Temperature influences EV RNA composition. (A) The Syto RNAselect dye was used to quantify the amount of total RNA (surface and lumen associated; RNase⁻) or exclusively lumen-associated RNA (RNase⁺) in AH1263 EVs produced at 15 h at 34, 37, or 40°C. Data represent means ± SD from 3 independent experiments. **, P < 0.01; ***, P < 0.001, as calculated by ANOVA according to Materials and Methods. MFI, mean fluorescence intensity. (B) RNAs were sorted according to their classes in the cell (mRNA, sRNA, and tRNA). Only transcripts with mean expression values of >10 and >80% of unique mapped reads were used. (C) Volcano plot of differential expression analysis between 34°C and 37°C EV RNAs. Purple dots depict significant changes with log₂ fold change of >1 and –log₁₀P value of >1.3 (P < 0.05) cutoffs. Red and blue dots show transcripts reaching either significant P value (red dotted line) or log₂ fold change (blue dotted lines) thresholds. Black dots indicate transcripts not differentially present.
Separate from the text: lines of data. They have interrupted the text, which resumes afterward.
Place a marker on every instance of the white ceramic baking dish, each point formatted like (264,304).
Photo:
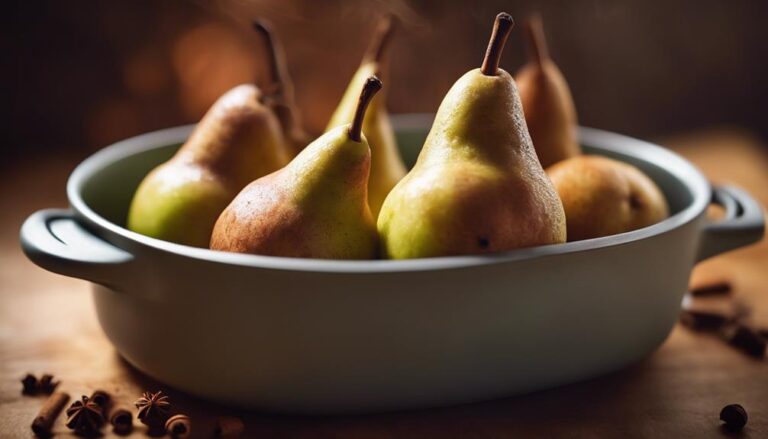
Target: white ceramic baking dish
(324,336)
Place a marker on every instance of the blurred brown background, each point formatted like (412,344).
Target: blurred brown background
(79,75)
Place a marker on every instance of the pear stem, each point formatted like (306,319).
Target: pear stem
(382,37)
(501,28)
(537,43)
(280,82)
(371,87)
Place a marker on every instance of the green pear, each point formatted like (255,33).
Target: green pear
(387,166)
(238,139)
(315,207)
(281,91)
(477,186)
(549,109)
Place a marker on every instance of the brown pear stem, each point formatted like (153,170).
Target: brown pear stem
(377,49)
(280,81)
(501,28)
(537,43)
(371,87)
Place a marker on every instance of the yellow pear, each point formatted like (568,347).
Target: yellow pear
(315,207)
(549,109)
(477,186)
(387,167)
(238,139)
(602,196)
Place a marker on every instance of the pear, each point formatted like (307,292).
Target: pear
(238,139)
(315,207)
(387,166)
(477,186)
(281,91)
(549,109)
(602,196)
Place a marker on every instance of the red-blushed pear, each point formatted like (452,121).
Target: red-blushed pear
(477,186)
(281,91)
(315,207)
(238,139)
(549,110)
(387,167)
(602,196)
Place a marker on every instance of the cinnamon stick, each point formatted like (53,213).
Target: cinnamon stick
(48,413)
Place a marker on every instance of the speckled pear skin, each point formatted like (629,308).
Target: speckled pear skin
(477,186)
(237,141)
(315,207)
(387,166)
(603,197)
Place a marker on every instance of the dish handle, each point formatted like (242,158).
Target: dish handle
(57,242)
(742,225)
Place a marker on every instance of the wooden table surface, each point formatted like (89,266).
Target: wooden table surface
(47,324)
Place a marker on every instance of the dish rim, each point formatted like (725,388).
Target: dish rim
(674,164)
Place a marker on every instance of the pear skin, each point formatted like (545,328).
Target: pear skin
(477,186)
(549,109)
(602,197)
(387,166)
(315,207)
(238,139)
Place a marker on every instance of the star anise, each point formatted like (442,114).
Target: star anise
(85,417)
(154,409)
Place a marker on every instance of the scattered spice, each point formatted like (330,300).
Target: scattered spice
(154,409)
(703,320)
(717,288)
(47,385)
(178,426)
(228,427)
(121,420)
(29,384)
(48,413)
(734,416)
(85,417)
(102,399)
(746,339)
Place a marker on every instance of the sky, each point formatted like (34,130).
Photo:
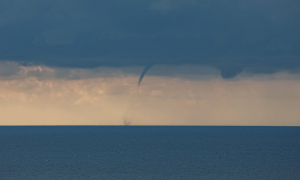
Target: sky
(213,62)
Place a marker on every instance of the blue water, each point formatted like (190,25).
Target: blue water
(142,153)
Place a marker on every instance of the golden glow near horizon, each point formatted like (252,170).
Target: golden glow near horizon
(48,96)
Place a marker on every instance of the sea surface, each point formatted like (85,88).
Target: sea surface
(149,152)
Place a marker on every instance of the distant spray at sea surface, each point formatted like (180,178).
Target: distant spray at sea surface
(144,72)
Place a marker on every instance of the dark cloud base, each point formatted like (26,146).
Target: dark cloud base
(258,36)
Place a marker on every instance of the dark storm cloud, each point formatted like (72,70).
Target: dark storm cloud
(260,36)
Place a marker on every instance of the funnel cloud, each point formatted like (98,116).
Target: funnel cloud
(146,69)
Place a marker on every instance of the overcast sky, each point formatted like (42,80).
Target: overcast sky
(72,53)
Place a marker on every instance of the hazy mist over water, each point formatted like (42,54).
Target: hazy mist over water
(149,152)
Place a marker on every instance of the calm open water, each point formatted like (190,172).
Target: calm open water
(142,153)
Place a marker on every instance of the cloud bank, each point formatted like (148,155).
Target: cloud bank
(261,36)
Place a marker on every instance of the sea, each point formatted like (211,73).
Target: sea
(149,153)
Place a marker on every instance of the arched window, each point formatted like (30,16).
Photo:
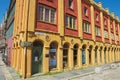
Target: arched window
(75,52)
(65,55)
(83,54)
(53,56)
(96,48)
(101,54)
(90,52)
(105,54)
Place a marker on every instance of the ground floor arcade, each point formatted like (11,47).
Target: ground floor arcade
(54,53)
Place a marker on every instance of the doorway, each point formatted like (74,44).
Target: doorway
(37,56)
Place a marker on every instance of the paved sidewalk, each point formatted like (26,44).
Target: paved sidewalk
(11,75)
(70,74)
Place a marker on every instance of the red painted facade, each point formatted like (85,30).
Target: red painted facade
(86,18)
(72,12)
(44,25)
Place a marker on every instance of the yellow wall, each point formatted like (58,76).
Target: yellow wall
(22,55)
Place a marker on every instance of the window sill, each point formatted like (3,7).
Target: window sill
(47,22)
(98,36)
(87,33)
(71,29)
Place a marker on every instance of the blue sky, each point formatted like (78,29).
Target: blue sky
(113,6)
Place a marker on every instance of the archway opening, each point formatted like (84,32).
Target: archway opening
(53,56)
(37,56)
(83,54)
(75,53)
(65,55)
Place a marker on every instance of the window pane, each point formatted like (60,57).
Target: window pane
(40,12)
(47,14)
(71,21)
(71,4)
(74,25)
(52,16)
(67,20)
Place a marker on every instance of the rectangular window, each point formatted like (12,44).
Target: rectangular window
(105,34)
(97,17)
(41,12)
(112,36)
(53,16)
(85,11)
(105,22)
(46,14)
(97,31)
(117,39)
(71,4)
(70,22)
(86,27)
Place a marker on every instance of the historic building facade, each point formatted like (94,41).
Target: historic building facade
(9,30)
(62,35)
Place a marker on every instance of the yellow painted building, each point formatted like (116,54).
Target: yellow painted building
(67,45)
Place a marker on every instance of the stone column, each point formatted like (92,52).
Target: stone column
(70,58)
The first 10 differentially present transcripts under each condition are indicated. The bright gray circle points out the transcripts regulated by the Agr regulon.

FIG 4

EV cytotoxicity is temperature dependent. Human (A) or rabbit (B) erythrocyte hemolysis was assessed by incubating 20 μg of EVs produced at each temperature for either 15 min (for human blood) or 2.5 min (for rabbit blood) at 37°C. The hemolytic activity was determined by reading the absorbance of the samples at OD_543. (C) THP-1 cells were incubated with 5 μg of EVs for 4 h prior to cell viability assessment. Data represent means ± SD from 3 independent experiments. ****, P < 0.0001 as calculated by analysis of variance (ANOVA) according to Materials and Methods.

FIG 5

Surface-associated proteins are responsible for cytotoxicity of 34°C EVs. (A) Vesicles produced at 15 h from AH1263 WT and AH1263 carrying a transposon inserted into the hlgA gene (hlgA) were analyzed for protein content. (B to D) THP-1 cells were exposed to 5 μg of either hlgA mutant EVs (B) for 4 h, AH1263 EVs (with or without RNase) for 0.5 h, 1 h, 2 h, or 4 h (C), or proteinase K-treated EVs for 4 h (D) prior to cell viability assessment. Data represent means ± SD from 3 independent experiments. ****, P < 0.0001 as calculated by analysis of variance (ANOVA) according to Materials and Methods.